Banks will get some relief from a new rule forcing them to hold cash buffers, although global regulators were unable to agree this week how that might be achieved, two people familiar with the talks said on Friday,
The Basel Committee on Banking Supervision, which represents nearly all the world's banking sector, met in Istanbul to seek a deal on the planned liquidity coverage ratio (LCR) which becomes mandatory from 2015.
Banks would have to hold a buffer of easily sellable assets such as highly-rated government and corporate debt to last a month in rocky financial markets so that taxpayers did not have to step in again with bailouts.
"There will be an LCR package by the end of the year that implies selective relief for the banks but we cannot quantify the impact yet," one of the sources said.

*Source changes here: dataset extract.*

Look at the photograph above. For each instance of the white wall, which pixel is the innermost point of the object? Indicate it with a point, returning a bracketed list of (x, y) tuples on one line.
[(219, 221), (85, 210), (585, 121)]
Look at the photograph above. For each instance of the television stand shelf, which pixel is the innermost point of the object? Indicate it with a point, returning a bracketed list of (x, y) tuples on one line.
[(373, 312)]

There are clashes among the Basel members over how much relief to give banks during tough economic conditions, what other assets would be eligible for inclusion in the buffer and how far to go in easing basic assumptions used to calculate the size of the buffer.
Basel Committee chairman Stefan Ingves said on Thursday talks were on track to deliver any revision of the LCR by the end of the year.
Lenders say that faced with having to hold more capital as well as a sluggish economy, the liquidity rule must be relaxed or delayed otherwise they won't be able to keep lending.
Banks are keen to see the detail of the LCR as quickly as possible as although it won't be mandatory until 2015, they will have to start reporting on liquidity from January as part of an observation period to feed into any last minute tweaks.